Tuesday, January 17, 2023


GERMANY
Greta Thunberg dragged from coal mine protest by police
'We can’t accept that RWE, a fossil fuel company, can do deals with the government and threaten countless lives across the world,' says Greta Thunberg - David Young/Bild

Jorg Luyken
Mon, 16 January 2023

Greta Thunberg has criticised Germany’s Green Party for allying with a fossil fuel company, after police carried her and other climate protesters away from a village that is due to make way for an expanding coal mine.

Speaking at the edge of the protests in the village of Lützerath in the Rhine region, Ms Thunberg accused the Greens of hypocrisy, saying: "They took part in the demonstrations to save Lützerath and then sacrificed Lützerath.”

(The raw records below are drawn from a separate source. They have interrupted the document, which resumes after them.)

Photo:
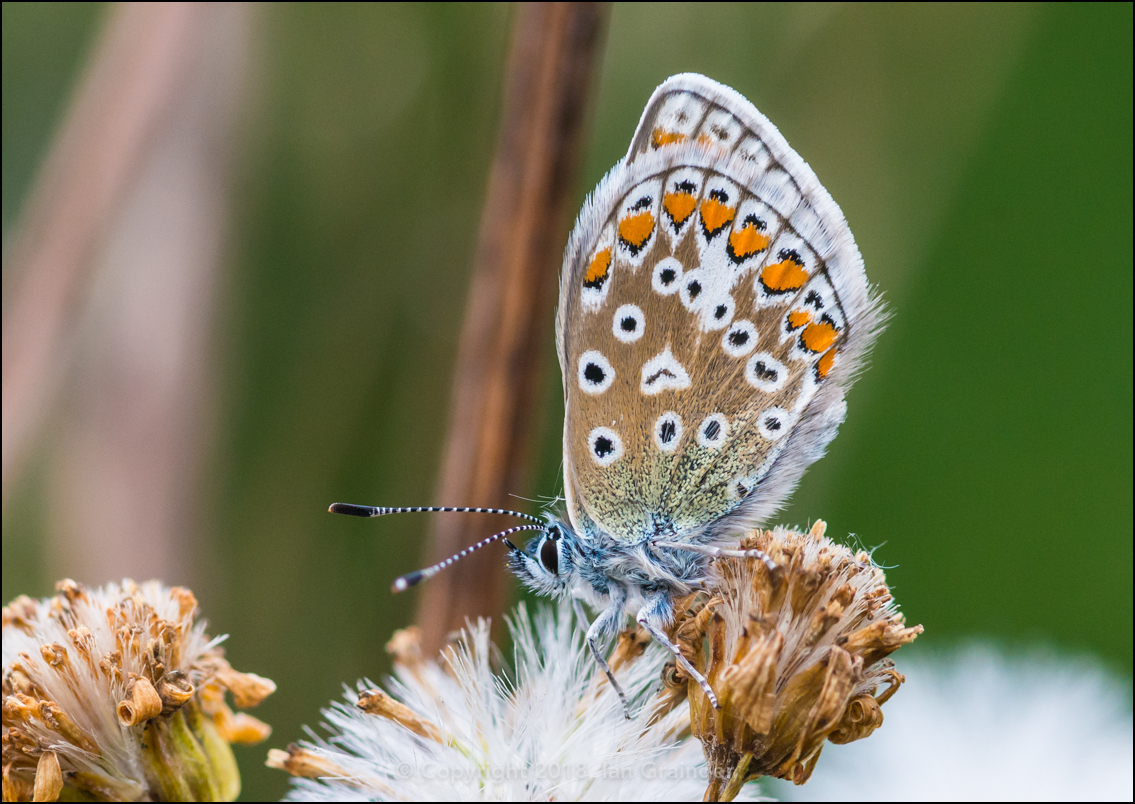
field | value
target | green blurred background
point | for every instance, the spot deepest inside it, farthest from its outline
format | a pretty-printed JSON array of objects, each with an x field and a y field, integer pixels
[{"x": 981, "y": 153}]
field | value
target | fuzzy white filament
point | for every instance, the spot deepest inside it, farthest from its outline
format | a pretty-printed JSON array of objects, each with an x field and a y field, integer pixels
[{"x": 551, "y": 730}]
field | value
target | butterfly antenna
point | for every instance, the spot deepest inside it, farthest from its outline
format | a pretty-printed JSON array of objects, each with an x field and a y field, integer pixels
[
  {"x": 414, "y": 578},
  {"x": 352, "y": 510}
]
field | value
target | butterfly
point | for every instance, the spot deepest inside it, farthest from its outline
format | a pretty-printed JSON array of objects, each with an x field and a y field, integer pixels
[{"x": 713, "y": 313}]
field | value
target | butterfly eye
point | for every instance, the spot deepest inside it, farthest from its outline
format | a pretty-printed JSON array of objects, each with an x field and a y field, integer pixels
[{"x": 549, "y": 557}]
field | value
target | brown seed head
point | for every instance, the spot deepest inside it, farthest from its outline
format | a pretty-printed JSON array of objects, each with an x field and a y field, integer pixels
[
  {"x": 126, "y": 689},
  {"x": 797, "y": 655}
]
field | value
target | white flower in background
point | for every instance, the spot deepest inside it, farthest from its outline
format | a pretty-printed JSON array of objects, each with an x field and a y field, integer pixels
[
  {"x": 553, "y": 730},
  {"x": 985, "y": 726}
]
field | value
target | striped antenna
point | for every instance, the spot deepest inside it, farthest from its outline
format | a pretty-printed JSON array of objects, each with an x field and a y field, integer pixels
[
  {"x": 352, "y": 510},
  {"x": 414, "y": 578}
]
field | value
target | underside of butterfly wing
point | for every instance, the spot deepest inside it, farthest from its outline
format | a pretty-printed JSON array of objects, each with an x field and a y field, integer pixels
[{"x": 713, "y": 312}]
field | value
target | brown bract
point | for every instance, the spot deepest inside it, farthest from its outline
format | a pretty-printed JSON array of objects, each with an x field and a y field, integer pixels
[
  {"x": 117, "y": 694},
  {"x": 797, "y": 655}
]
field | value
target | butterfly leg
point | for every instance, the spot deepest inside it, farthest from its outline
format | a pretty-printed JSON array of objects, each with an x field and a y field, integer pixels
[
  {"x": 605, "y": 621},
  {"x": 654, "y": 617}
]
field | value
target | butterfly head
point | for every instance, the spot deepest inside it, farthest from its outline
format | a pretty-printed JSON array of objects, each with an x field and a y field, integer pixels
[{"x": 548, "y": 564}]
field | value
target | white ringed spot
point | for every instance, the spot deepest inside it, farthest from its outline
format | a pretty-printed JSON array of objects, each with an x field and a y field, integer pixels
[
  {"x": 667, "y": 430},
  {"x": 719, "y": 313},
  {"x": 774, "y": 423},
  {"x": 663, "y": 373},
  {"x": 605, "y": 445},
  {"x": 740, "y": 340},
  {"x": 595, "y": 373},
  {"x": 629, "y": 324},
  {"x": 713, "y": 430},
  {"x": 691, "y": 289},
  {"x": 765, "y": 373},
  {"x": 667, "y": 276}
]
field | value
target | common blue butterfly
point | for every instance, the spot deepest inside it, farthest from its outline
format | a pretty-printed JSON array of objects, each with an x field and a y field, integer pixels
[{"x": 713, "y": 312}]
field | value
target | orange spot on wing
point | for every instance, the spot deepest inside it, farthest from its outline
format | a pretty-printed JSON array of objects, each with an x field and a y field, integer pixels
[
  {"x": 597, "y": 271},
  {"x": 816, "y": 337},
  {"x": 636, "y": 228},
  {"x": 798, "y": 318},
  {"x": 747, "y": 241},
  {"x": 824, "y": 365},
  {"x": 783, "y": 276},
  {"x": 661, "y": 136},
  {"x": 679, "y": 206},
  {"x": 715, "y": 215}
]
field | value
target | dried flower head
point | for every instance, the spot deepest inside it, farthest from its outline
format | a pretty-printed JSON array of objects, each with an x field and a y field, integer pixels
[
  {"x": 117, "y": 694},
  {"x": 455, "y": 730},
  {"x": 797, "y": 655}
]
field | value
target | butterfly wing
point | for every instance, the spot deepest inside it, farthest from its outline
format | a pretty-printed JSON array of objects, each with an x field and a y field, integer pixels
[{"x": 713, "y": 311}]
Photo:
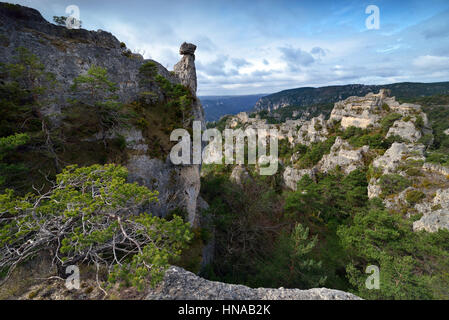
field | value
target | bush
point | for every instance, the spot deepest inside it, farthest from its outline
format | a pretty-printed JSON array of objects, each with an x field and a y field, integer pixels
[
  {"x": 414, "y": 196},
  {"x": 388, "y": 121},
  {"x": 315, "y": 153},
  {"x": 392, "y": 184},
  {"x": 91, "y": 215},
  {"x": 291, "y": 264}
]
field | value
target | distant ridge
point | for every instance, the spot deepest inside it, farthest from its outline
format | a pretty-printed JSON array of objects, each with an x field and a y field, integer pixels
[
  {"x": 307, "y": 96},
  {"x": 218, "y": 106}
]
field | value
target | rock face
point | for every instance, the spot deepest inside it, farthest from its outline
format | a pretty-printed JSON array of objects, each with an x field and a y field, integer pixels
[
  {"x": 185, "y": 69},
  {"x": 292, "y": 176},
  {"x": 435, "y": 214},
  {"x": 359, "y": 112},
  {"x": 343, "y": 156},
  {"x": 394, "y": 156},
  {"x": 239, "y": 175},
  {"x": 68, "y": 53},
  {"x": 181, "y": 284},
  {"x": 406, "y": 130}
]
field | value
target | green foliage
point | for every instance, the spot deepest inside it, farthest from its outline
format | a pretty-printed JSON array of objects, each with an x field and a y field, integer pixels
[
  {"x": 419, "y": 122},
  {"x": 23, "y": 87},
  {"x": 414, "y": 196},
  {"x": 8, "y": 144},
  {"x": 91, "y": 215},
  {"x": 100, "y": 93},
  {"x": 403, "y": 257},
  {"x": 245, "y": 220},
  {"x": 332, "y": 197},
  {"x": 315, "y": 153},
  {"x": 148, "y": 70},
  {"x": 291, "y": 264},
  {"x": 388, "y": 121},
  {"x": 393, "y": 184},
  {"x": 60, "y": 21}
]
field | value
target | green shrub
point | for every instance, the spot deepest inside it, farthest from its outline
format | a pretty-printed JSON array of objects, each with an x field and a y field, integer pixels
[
  {"x": 392, "y": 184},
  {"x": 89, "y": 215},
  {"x": 414, "y": 196},
  {"x": 386, "y": 107},
  {"x": 388, "y": 121},
  {"x": 315, "y": 153}
]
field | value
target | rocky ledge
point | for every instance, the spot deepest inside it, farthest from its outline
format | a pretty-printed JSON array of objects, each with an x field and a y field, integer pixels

Ms Thunberg told broadcaster ARD: “We can’t accept that RWE, a fossil fuel company, can do deals with the government and threaten countless lives across the world.”

The environmental campaigner, 20, travelled to Germany last week to join protesters who had occupied the deserted village, which is situated at the edge of a huge open cast mine owned by energy firm RWE and due to be expanded.

Greta Thunberg says the German Greens have 'sacrificed Lüzerath'
- Federico Gambarini/dpa via AP

On Sunday, police carried Thunberg away after she refused to leave a sit-in at the edge of the mine.

German police spent much of last week clearing hundreds of protesters from the village, but two activists who had shut themselves inside an improvised tunnel were still holding out on Monday morning.

Robert Habeck, Germany’s energy minister, announced the deal with RWE last autumn, describing it as a “milestone” for climate protection.

RWE agreed to waive its right to dig up coal under five further villages in the surrounding countryside and to stop all coal mining in the Rhine region in 2030, eight years earlier than planned.

Under the deal, RWE agreed to keep two large coal-fired plants running for an extra 15 months to temper the effects of Russia cutting gas supplies to Germany.


Greta Thunberg is taken away by officers after joining the coal mine protest in Germany
 - David Young/Bild

This week, Mr Habeck accused protesters of picking “the wrong symbol” in Lützerath, claiming that the village stood for the end of coal mining in the region.

But climate activists have seethed at the fact that the environmentalist party has prioritised securing energy supplies over what they say see as the more critical fight against climate change.

Protesters point to studies that suggest Germany will overshoot its climate obligations under the Paris protocols if it continues to mine the coal found in the Rhine region.